Mas a meio-campista não se permitiu uma longa pausa após o parto. Apenas três meses e meio após o nascimento do filho, ela já estava de volta aos treinos com seu clube, o Chelsea, da Inglaterra.
"Tive todo o apoio e compreensão da minha treinadora. Ela também tem filho e, por isso, sabe o que é importante para conciliar futebol profissional e família. Sou muito, muito grata", disse Leupolz em entrevista à DW.
A treinadora principal do Chelsea, Emma Hayes, trabalhou até o nono mês de gravidez. E poucas semanas depois, voltou aos treinos acompanhada do carrinho de bebê.

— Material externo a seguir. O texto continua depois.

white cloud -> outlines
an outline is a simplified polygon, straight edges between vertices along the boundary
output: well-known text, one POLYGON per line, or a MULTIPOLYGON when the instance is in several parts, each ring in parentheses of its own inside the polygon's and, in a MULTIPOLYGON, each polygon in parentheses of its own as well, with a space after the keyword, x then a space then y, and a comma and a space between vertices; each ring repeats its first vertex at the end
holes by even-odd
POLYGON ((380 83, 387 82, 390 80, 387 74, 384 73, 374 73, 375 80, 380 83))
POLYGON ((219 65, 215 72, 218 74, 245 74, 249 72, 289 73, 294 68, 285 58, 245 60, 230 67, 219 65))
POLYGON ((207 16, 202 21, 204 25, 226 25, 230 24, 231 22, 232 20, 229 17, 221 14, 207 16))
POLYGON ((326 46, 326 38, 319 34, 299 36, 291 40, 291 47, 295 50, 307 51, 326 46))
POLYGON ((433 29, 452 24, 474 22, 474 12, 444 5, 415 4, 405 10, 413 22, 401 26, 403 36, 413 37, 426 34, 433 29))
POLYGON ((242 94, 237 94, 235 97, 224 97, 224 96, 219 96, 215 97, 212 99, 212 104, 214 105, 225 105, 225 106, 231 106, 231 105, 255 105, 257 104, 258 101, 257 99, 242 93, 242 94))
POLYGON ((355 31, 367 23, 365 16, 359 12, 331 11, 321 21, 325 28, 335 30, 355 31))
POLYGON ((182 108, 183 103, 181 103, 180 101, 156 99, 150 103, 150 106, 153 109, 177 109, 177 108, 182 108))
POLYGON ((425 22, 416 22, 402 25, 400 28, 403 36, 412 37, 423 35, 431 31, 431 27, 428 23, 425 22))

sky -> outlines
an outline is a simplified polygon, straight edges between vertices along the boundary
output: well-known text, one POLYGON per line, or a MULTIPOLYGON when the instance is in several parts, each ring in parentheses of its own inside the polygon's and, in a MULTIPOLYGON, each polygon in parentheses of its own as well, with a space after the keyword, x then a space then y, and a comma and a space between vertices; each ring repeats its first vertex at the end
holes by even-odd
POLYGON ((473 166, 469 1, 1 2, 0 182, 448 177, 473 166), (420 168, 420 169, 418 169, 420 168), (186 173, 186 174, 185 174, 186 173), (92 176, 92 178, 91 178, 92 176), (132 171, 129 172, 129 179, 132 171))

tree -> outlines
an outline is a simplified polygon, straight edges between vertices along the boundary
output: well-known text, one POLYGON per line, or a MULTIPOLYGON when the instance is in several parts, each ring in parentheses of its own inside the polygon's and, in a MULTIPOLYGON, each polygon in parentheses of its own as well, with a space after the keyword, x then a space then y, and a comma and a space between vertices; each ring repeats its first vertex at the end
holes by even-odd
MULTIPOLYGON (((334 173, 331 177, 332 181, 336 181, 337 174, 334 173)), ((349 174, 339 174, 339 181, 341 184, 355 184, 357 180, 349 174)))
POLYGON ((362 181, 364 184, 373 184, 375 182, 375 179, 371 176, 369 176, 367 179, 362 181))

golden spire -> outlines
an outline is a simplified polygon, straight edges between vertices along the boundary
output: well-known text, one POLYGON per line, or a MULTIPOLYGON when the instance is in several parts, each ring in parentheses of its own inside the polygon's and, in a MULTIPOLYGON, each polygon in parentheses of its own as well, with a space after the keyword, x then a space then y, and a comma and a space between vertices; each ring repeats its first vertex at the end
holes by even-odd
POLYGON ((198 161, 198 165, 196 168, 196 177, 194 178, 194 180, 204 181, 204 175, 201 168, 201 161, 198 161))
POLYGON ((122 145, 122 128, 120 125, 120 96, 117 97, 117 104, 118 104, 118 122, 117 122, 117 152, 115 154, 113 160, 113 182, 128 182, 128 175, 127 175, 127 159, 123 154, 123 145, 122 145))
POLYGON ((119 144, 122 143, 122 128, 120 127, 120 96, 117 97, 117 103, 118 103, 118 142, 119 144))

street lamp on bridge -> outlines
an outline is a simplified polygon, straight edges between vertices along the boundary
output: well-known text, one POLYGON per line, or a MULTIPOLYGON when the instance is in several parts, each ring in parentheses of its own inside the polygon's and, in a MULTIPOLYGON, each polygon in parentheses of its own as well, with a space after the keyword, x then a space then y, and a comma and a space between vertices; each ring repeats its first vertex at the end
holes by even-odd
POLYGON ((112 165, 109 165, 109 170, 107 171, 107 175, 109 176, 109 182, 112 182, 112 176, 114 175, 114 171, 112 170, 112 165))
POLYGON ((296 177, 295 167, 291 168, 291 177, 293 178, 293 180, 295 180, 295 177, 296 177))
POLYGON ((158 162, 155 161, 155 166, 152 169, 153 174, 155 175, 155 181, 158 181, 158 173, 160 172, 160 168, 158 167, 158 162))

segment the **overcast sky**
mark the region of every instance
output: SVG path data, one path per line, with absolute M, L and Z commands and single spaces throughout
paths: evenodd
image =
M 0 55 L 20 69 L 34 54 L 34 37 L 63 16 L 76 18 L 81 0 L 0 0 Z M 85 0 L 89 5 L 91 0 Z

"A aceitação é total. Emma sempre diz que posso levar meu filho para o treino e que ele não é uma distração para a equipe ou para ela", diz Leupolz, segundo citação publicada no site da Federação Alemã de Futebol (DFB).
Chelsea é considerado modelo
O Chelsea é considerado um modelo na Inglaterra quando se trata de jovens mães profissionais. Pouco depois do parto de Leupolz, o clube renovou o contrato com a jogadora antes do prazo.
"Tive apoio do clube, que me disponibilizou treinos para o assoalho pélvico, o que permitiu que eu logo recuperasse minha antiga força. A cada duas semanas eu falava via Zoom com especialistas nessa área sobre os exercícios que podia fazer. Como resultado, meu tempo de inatividade foi bem curto", conta a alemã, em entrevista à DFB.
"Meu corpo se recuperou muito rápido e bem. Eu mesma fiquei surpresa. Recentemente, voltei ao gramado por 90 minutos contra o Olympique Lyon pela Champions League. Estou muito feliz por estar de volta", disse a jogadora.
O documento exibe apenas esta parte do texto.